Im Ergebnis schlägt die BAGFW deshalb vor, Abs. 3 und 4 wie folgt zu formulieren:

 

(3) Bei der Bewertung der in § 58 Absatz 2 Satz 1 Nummer 2 genannten Kriterien können insbesondere der Erfolg und die Qualität bereits erbrachter Leistungen des Bieters oder des vom Bieter eingesetzten Personals berücksichtigt werden, soweit dies nicht bereits im Rahmen der Eignung berücksichtigt worden ist.

(4) Bei Aufträgen, deren Gegenstand Integrationsdienstleistungen am Arbeitsmarkt sind, gilt Absatz 3 mit folgender Maßgabe:

1. sollen bei der Ermittlung des wirtschaftlichsten Angebots Erfolg und Qualität bereits erbrachter Leistungen berücksichtigt werden. Dabei sind insbesondere folgende Aspekte zu berücksichtigen:

a) die Integrationsquote in den allgemeinen Arbeitsmarkt,

b) die Abbruchquote,

c) die Prüfungsergebnisse (wenn im Rahmen der Maßnahme eine Prüfung abgelegt wird),

d) die Zufriedenheit der Teilnehmenden,

e) die Zufriedenheit der regionalen Netzwerkpartner

f) die Zufriedenheit der/ des regionalen Auftraggeber/s mit dem Leistungsergebnis.

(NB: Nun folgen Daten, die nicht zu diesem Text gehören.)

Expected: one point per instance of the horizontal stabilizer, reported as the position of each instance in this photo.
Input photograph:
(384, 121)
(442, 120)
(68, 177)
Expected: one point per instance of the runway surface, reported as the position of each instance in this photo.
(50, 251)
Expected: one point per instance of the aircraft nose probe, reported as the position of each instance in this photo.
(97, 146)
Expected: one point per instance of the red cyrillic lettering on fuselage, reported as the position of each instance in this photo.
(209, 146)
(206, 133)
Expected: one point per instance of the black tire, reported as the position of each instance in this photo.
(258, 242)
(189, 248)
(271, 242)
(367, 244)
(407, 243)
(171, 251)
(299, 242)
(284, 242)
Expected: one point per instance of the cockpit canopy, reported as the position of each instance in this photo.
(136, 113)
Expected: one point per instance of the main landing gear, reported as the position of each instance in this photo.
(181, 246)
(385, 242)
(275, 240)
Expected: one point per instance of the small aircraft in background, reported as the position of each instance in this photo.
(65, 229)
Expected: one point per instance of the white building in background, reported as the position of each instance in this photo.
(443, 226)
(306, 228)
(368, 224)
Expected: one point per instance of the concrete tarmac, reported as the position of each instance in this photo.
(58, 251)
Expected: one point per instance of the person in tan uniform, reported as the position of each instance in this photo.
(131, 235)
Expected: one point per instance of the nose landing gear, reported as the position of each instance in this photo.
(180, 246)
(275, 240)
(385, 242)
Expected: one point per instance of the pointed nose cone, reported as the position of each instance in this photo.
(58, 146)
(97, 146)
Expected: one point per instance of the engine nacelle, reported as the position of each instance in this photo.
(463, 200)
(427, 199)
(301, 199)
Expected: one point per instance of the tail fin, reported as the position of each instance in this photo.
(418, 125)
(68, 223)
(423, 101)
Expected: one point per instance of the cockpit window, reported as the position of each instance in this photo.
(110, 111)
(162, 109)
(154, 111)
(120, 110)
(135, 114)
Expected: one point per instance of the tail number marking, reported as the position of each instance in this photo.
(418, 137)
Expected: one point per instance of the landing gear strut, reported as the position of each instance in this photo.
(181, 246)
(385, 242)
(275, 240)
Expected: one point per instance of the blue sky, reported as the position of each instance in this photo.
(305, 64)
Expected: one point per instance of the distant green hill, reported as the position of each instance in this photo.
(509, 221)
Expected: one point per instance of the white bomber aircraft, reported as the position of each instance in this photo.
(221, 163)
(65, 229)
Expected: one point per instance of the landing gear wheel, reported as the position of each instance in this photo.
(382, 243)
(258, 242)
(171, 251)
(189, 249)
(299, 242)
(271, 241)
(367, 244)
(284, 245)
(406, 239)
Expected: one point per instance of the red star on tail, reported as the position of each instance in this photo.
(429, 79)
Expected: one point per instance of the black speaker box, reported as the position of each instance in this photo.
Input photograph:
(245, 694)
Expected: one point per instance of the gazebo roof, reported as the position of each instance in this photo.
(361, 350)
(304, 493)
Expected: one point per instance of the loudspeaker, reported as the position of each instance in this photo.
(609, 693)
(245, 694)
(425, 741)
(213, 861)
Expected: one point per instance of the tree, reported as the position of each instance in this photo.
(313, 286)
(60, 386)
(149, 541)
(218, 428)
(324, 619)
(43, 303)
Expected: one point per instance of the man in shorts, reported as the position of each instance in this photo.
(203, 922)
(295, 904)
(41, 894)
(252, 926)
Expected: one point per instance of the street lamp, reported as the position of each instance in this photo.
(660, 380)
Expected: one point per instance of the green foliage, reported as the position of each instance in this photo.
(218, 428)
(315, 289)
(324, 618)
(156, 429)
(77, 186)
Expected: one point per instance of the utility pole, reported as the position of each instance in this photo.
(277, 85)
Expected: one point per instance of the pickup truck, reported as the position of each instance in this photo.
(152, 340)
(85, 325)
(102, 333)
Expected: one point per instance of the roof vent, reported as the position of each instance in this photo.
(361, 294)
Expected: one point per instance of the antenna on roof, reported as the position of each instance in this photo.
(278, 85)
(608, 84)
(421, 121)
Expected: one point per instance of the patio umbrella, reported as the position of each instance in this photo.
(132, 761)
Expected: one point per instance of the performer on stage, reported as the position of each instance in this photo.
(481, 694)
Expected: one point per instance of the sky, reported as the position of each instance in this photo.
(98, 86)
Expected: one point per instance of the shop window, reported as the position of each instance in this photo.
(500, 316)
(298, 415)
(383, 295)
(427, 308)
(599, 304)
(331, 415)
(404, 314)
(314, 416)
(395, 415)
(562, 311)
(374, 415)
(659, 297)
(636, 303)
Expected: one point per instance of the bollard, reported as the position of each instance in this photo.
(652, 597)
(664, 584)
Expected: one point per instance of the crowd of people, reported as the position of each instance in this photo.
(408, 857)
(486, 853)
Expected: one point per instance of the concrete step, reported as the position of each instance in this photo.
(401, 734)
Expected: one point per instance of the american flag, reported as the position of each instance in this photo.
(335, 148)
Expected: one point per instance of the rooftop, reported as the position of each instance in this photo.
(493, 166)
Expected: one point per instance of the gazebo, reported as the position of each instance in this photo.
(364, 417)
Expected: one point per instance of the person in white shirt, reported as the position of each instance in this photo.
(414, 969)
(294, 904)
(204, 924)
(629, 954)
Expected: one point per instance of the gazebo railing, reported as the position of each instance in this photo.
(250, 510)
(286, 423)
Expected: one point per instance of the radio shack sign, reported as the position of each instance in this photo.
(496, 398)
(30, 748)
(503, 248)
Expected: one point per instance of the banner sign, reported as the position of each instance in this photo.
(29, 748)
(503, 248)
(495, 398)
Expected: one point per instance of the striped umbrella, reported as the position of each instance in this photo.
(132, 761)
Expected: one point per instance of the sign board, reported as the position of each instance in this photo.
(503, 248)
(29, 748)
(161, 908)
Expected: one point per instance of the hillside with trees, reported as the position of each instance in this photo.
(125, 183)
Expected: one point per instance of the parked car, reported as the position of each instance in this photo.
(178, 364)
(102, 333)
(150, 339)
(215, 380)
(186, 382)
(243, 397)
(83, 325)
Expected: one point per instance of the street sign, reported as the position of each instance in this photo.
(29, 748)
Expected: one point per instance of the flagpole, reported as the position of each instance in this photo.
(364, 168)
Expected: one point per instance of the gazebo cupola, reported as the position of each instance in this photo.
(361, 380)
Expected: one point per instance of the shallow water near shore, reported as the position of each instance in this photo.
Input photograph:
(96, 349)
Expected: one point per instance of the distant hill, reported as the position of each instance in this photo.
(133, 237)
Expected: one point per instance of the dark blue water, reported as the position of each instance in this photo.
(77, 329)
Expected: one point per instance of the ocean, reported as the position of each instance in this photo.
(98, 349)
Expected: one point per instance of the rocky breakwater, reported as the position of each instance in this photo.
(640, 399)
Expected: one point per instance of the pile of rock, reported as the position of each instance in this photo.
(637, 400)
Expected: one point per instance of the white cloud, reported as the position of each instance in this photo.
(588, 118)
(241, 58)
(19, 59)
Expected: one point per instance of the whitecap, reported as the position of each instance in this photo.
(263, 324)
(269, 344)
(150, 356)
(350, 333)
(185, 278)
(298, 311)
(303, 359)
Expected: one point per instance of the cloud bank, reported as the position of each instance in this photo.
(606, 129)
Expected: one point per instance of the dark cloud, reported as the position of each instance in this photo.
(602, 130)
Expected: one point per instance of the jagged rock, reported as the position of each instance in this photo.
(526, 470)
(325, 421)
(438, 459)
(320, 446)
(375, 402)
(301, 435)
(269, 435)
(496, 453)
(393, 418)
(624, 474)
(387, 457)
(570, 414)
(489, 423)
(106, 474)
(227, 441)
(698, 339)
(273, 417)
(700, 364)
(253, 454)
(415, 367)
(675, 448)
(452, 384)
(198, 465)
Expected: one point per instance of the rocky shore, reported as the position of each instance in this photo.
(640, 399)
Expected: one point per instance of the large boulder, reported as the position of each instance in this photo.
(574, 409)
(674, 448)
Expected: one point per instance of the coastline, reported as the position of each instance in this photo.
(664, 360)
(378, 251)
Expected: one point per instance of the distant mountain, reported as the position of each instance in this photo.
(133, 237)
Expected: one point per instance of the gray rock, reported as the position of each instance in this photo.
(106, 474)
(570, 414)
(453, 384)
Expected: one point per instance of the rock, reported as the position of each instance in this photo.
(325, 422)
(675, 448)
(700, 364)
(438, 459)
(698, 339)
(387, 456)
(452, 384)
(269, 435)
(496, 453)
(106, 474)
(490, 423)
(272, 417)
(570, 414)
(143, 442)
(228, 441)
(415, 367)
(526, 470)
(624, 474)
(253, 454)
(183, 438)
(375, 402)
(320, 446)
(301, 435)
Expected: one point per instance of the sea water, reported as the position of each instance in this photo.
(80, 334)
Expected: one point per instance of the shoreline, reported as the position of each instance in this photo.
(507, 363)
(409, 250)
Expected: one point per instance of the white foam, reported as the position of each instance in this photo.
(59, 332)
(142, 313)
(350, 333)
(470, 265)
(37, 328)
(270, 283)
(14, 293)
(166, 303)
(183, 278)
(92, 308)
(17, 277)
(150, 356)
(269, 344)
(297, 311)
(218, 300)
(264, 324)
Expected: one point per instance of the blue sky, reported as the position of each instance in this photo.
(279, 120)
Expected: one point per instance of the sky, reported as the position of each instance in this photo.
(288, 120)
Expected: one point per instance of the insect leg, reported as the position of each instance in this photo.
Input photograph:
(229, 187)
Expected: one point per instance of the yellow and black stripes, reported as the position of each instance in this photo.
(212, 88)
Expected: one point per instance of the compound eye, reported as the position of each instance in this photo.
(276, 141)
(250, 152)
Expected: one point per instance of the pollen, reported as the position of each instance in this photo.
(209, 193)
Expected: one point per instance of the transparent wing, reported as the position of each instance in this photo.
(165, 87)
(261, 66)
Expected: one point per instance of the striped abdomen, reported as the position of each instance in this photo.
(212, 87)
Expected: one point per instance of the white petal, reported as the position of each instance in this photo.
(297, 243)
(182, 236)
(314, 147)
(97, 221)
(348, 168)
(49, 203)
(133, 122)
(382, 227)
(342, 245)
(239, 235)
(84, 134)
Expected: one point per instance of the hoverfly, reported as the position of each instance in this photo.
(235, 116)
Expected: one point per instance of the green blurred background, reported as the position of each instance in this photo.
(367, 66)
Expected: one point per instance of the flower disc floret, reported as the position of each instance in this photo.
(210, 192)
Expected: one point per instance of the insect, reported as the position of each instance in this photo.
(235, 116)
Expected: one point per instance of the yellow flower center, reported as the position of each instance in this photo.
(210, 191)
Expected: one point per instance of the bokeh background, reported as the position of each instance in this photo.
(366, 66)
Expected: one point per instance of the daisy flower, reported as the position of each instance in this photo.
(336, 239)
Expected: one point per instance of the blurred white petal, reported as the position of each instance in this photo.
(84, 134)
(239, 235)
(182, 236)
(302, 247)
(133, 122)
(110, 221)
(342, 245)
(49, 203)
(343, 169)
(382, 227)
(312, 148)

2. Die Träger müssen nach § 2 der AZAV zugelassen sein.“

Der bisherige Absatz 4 wird Absatz 5.

 

15.      § 65 Abs. 5 VgV-E Ergänzende Verfahrensregeln – Fristveränderung

 

Die BAGFW weist darauf hin, dass die in Absatz 4 festgelegte Mindestfrist von 15 Tagen allenfalls in Notfällen angemessen ist, in denen wahrscheinlich auch besondere Eilbedürftigkeit gem. § 14 Abs. 4 Nr. 3 VgV-E gegeben wäre und einen Verzicht auf jegliche Teilnahmewettbewerbe gestatten würde.

 

Für andere Konstellationen gilt, dass die meisten sozialen Dienstleistungen geistig-kreativer Art sind und deshalb erhebliche Anforderungen an die Ausgestaltung des Angebotes stellen. Vor diesem Hintergrund erscheint von den vorstehenden Fällen besonderer Eilbedürftigkeit abgesehen im Sinne einer Flexibilisierung allenfalls eine Verlängerung, nicht aber eine Abkürzung der Fristen angemessen, die ggf. auch über die von § 20 Abs. 3 vorgesehenen Fallgruppen hinaus erforderlich sein kann. Um hier eine unangemessene und einseitige Flexibilisierung zulasten der Bieter und Bewerber zu verhindern, muss in Absatz 5 mindestens deutlich werden, dass auch Verlängerungen der Grundfrist möglich sind.